Bringing people and technology closer together
For companies, therefore, there is no way around an intensive examination of these technologies. Friction losses due to exaggerated expectations, hesitant approaches and communication problems should therefore be stopped as soon as possible. Otherwise, “And yet it doesn’t move” would soon become an unwelcome reality.
So how can companies positively influence their urge to move?
The path to success
Companies strive for quick success. However, they often don’t yet consider ML technologies as a way to use them to expand their product and service portfolios. One such component is the automatic storage of washing habits. Here, frequently used programs are automatically suggested by the washing machine for each wash cycle. Companies without foresight are thus unnecessarily missing out on many opportunities for themselves and their customers.
Germany is on a par with other countries when it comes to implementing artificial intelligence. Nevertheless, there is still a need for optimization in some areas of action:
- Implement overarching strategies: The time for pilot projects is over. Companies should move on to designing overarching AI strategies and implementing them company-wide.

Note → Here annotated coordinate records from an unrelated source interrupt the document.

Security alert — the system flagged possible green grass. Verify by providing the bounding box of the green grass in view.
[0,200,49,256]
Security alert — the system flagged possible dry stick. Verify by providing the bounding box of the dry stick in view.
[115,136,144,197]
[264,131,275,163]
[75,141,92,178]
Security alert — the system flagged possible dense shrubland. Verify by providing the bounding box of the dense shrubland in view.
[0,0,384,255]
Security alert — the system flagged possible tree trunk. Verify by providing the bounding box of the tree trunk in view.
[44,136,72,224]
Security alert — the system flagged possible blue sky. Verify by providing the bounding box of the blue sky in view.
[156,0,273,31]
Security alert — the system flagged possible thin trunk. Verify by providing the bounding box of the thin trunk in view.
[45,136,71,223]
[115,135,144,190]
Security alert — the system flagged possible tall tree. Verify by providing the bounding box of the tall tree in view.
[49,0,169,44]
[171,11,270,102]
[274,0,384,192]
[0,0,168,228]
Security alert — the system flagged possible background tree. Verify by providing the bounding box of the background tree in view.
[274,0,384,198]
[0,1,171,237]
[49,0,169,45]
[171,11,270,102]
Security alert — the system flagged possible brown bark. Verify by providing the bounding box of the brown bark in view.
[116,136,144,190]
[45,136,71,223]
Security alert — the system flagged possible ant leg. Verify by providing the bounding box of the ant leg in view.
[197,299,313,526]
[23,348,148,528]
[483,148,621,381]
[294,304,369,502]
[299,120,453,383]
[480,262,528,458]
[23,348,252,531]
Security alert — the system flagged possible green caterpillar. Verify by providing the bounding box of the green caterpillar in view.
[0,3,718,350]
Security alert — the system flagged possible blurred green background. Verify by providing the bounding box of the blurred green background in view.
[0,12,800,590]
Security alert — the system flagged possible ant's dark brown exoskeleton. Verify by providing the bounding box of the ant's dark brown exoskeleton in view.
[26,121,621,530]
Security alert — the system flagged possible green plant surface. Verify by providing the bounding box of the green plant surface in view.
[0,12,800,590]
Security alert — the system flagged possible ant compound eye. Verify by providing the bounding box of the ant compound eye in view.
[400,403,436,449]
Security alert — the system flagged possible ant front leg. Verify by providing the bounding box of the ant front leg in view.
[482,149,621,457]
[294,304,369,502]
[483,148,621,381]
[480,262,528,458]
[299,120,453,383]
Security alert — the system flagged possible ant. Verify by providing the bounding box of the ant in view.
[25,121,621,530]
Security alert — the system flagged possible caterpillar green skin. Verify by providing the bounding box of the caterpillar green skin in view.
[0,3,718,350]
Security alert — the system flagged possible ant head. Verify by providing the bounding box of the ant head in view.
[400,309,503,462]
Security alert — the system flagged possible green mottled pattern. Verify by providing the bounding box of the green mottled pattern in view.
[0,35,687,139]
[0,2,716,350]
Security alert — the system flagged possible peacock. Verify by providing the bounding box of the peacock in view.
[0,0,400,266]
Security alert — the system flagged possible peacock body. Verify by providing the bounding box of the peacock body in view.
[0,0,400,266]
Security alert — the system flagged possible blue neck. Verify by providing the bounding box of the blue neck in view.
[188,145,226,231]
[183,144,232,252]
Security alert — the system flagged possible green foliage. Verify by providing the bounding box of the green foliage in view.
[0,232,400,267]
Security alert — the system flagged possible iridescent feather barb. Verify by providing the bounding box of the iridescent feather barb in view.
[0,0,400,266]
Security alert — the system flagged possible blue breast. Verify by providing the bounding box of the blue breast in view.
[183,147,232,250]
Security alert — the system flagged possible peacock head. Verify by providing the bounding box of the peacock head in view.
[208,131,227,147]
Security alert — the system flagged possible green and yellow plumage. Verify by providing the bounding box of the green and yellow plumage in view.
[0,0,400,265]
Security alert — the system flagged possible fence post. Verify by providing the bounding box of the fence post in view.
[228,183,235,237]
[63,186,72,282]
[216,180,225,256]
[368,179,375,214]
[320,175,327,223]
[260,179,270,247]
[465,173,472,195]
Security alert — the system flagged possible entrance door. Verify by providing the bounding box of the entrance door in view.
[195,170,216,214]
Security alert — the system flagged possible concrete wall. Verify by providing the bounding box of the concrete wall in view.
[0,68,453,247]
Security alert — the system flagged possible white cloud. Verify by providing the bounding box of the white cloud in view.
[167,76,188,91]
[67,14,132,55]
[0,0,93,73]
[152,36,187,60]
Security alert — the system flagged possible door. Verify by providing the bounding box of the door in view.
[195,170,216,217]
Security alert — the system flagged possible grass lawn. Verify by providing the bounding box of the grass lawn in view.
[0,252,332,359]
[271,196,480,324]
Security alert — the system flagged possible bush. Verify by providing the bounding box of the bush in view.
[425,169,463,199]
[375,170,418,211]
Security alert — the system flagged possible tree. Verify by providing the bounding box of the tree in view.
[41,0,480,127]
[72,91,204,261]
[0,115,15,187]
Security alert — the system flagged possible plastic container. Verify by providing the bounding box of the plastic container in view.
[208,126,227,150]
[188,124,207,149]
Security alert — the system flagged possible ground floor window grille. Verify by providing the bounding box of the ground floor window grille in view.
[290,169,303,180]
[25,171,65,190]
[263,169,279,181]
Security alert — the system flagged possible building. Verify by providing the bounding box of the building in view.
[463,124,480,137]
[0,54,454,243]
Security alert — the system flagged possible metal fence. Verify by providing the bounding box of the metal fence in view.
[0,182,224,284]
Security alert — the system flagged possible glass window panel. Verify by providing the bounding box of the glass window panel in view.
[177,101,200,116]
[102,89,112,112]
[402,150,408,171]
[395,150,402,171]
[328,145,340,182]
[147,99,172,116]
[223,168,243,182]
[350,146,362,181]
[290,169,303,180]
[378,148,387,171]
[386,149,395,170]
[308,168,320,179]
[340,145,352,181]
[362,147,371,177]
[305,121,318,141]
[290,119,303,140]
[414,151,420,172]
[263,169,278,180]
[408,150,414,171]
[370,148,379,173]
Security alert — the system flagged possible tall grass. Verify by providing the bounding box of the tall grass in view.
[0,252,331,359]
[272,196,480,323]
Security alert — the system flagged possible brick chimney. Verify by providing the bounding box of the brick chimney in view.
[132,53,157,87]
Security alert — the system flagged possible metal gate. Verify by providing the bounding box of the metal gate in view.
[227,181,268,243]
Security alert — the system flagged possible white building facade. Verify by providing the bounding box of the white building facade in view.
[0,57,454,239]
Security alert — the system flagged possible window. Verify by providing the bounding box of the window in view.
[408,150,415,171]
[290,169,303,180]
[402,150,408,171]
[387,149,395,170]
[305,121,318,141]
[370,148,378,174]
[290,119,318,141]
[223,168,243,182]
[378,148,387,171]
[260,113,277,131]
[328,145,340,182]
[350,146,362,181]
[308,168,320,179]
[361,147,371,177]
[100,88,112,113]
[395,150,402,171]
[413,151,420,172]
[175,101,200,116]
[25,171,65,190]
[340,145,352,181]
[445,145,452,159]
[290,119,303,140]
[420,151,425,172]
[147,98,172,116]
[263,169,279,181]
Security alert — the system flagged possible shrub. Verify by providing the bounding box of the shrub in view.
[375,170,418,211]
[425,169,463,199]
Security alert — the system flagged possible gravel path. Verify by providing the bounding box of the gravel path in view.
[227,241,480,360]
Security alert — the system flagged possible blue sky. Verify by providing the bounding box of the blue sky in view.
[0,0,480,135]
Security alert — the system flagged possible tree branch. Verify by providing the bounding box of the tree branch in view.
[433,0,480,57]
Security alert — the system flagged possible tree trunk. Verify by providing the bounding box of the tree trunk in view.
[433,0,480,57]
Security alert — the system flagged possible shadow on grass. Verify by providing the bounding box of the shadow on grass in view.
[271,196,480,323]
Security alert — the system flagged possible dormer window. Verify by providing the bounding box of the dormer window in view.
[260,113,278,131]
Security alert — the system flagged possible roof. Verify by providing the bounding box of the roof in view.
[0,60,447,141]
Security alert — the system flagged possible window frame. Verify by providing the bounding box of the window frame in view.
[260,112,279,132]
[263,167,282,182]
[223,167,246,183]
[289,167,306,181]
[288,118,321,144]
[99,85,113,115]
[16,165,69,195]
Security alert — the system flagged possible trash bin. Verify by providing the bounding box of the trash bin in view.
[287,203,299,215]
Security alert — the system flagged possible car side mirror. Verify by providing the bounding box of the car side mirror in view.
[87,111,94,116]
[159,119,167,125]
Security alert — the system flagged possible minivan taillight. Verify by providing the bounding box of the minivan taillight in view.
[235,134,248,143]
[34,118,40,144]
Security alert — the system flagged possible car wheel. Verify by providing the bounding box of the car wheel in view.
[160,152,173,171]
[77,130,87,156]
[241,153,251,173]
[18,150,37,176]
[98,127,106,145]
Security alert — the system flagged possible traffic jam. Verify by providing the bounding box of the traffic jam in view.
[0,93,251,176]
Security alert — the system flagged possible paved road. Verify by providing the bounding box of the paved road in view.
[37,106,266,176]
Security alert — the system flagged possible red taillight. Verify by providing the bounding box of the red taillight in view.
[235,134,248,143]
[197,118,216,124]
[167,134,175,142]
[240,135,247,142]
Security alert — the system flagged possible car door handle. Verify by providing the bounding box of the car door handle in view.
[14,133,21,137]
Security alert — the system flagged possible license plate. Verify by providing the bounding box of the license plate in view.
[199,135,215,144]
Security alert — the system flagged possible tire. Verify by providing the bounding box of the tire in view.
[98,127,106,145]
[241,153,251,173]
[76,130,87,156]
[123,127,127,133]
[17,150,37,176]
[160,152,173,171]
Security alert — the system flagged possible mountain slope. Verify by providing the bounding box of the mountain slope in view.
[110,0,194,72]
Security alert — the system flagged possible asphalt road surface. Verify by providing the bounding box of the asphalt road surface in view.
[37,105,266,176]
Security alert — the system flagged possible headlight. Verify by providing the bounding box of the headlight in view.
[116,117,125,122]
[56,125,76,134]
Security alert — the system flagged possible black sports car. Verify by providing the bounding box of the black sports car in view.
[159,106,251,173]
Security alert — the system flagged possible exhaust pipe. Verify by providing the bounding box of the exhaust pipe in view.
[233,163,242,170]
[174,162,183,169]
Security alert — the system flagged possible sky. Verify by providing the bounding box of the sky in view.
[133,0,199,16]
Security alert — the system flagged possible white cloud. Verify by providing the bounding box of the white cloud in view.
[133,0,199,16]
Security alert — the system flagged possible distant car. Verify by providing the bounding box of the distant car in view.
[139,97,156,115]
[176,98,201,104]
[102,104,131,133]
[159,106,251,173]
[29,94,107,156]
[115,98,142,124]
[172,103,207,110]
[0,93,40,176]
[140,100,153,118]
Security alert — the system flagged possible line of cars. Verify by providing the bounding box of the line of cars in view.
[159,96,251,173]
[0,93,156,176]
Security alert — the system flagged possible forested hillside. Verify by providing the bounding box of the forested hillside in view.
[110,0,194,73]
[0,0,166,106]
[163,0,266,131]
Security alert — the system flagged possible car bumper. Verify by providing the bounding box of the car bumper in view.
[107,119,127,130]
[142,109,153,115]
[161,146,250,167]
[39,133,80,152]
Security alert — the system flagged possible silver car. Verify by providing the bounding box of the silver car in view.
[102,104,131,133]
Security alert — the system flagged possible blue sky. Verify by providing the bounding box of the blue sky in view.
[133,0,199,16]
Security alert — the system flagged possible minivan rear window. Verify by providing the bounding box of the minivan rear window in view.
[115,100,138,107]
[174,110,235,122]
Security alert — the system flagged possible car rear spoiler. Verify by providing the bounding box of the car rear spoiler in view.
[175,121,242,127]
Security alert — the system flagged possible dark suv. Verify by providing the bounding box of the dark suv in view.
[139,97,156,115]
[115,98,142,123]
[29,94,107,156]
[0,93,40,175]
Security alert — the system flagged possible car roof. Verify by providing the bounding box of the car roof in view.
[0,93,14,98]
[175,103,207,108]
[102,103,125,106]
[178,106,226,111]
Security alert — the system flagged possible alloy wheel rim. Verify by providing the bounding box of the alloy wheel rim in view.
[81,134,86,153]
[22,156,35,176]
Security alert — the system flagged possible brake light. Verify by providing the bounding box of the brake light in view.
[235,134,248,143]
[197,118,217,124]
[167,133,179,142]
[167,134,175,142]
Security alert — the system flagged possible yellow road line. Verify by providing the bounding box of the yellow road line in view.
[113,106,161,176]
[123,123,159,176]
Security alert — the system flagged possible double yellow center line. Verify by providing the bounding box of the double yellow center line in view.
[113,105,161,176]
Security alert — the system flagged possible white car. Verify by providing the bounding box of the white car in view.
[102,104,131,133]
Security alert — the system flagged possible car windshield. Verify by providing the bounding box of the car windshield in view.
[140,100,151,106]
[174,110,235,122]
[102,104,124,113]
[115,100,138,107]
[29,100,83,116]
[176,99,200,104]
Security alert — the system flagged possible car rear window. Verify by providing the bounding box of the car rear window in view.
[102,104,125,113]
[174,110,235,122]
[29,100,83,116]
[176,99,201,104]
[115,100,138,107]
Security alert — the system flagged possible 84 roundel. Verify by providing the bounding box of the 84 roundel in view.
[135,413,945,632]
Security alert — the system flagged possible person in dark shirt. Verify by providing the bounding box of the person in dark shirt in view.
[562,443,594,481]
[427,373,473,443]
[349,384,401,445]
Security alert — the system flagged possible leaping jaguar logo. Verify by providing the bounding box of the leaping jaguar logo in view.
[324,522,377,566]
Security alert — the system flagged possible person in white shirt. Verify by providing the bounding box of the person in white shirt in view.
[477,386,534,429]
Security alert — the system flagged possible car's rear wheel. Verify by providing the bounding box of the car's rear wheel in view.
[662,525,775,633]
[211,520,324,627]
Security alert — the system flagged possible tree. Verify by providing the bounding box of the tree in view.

- Make targeted use of external expertise: Germany already relies on external AI partners, resulting in faster implementation and lower costs. Given the shortage of skilled workers, this is feasible and makes sense even for smaller companies.
- Embrace competition and skilled workers: Skills such as data science, AI research and AI project management are currently in particularly high demand and will be essential in the long term. If a company wants to survive this competition, internal AI skills are needed.
- Improve risk management: German companies should improve internal structures, skills and processes to minimize AI risks and position themselves more broadly with the installation of guidelines, control regimes and risk officers.
AI systems are trained to do one thing at a time. As the computing power of computers continues to grow, in as little as three decades, computers the size of smartphones will have reached the computing power of the human brain. This means that AI applications will run ever more smoothly and quickly. But even then, human intelligence still remains necessary to set up AI, Deep Learning and Machine Learning.